Kahlil Benson (born August 30, 2002) is an American professional football offensive tackle for the Kansas City Chiefs of the National Football League (NFL). He played college football for the Indiana Hoosiers and Colorado Buffaloes.

==Early life==
Benson was born August 30, 2002, in Memphis, Tennessee. He attended Southaven High School in Southaven, Mississippi, where he competed in football and track and field. In his senior year, Benson was named a team captain and earned first-team all-state honors. He was ranked as a three-star college football prospect by ESPN, 247Sports, and Rivals.com. Benson was named the most outstanding offensive lineman out of 240 prospects who attended the Southern Elite Combine in 2019. He initially committed to play college football for the Ole Miss Rebels, but following a head coaching change at Ole Miss, he instead opted to play for the Indiana Hoosiers; though considered an offensive guard prospect by 247Sports, Indiana recruited him to play offensive tackle.

==College career==
Benson joined the Indiana Hoosiers football team in 2020. He missed the 2020 season after sustaining a torn anterior cruciate ligament during a preseason practice, taking a redshirt for the season. He did not play in any games in 2021. In 2022, Benson played in all 12 games, at first on special teams, but ultimately starting in five games at right guard. He started in all 12 games of 2023, now playing right tackle and allowing only one sack on 424 pass attempts.

After head coach Tom Allen was fired following the 2023 season, Benson transferred to play for the Colorado Buffaloes, stepping into a leadership role on an offensive line unit that allowed 56 sacks the previous season. Benson played right tackle, right guard, and left guard in his season at Colorado, playing in nine games with four starts while missing four games, including the 2024 Alamo Bowl, due to injuries. He transferred back to the Indiana Hoosiers for the 2025 season.

Initially projected to play right guard in his second stint at Indiana, and despite missing spring training camp due to an undisclosed injury sustained at Colorado, head coach Curt Cignetti announced Benson would start at right tackle in 2025. Benson did not appear in the first half of the game against the Indiana State Sycamores for disciplinary reasons that Cignetti called a "[v]iolation of team rules and regulations". Indiana finished the season with a win in the 2026 College Football Playoff National Championship.

==Professional career==

Benson was not selected in the 2026 NFL draft. On May 4, 2026, he signed with the Kansas City Chiefs as an undrafted free agent after participating in the Chiefs' rookie minicamp. He made his NFL debut in the Chiefs' starting lineup in the first game of the 2026 season against the Denver Broncos.
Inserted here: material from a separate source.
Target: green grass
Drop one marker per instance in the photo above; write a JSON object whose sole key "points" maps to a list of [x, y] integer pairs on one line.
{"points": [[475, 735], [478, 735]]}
He played at left tackle, a position he never played in college; it was the first time in head coach Andy Reid's 13-year tenure with the Chiefs that an undrafted rookie started in the first game of a season for the team.

Pre-draft measurables
| Height | Weight | Arm length | Hand span | Wingspan | 40-yard dash | 10-yard split | 20-yard split | 20-yard shuttle | Three-cone drill | Vertical jump | Broad jump | Bench press |
| 6 ft 5+7⁄8 in (1.98 m) | 321 lb (146 kg) | 34+5⁄8 in (0.88 m) | 10+1⁄4 in (0.26 m) | 6 ft 9+3⁄4 in (2.08 m) | 5.09 s | 1.80 s | 2.94 s | 4.78 s | 7.80 s | 30.5 in (0.77 m) | 9 ft 1 in (2.77 m) | 23 reps |
All values from Pro Day

==Personal life==
Benson's cousin, Kevin Elliott, played football professionally for the Jacksonville Jaguars and Buffalo Bills of the National Football League (NFL).

During his time with the Colorado Buffaloes, Benson created a popular social media hashtag, #DT2, meaning "Don't Touch 2". It referred to the Colorado offensive line's commitment to protecting quarterback Shedeur Sanders, who wore jersey number 2, from opposing defenses.

Benson earned a bachelor's degree in sociology from the University of Colorado Boulder. He is a member of Omega Psi Phi.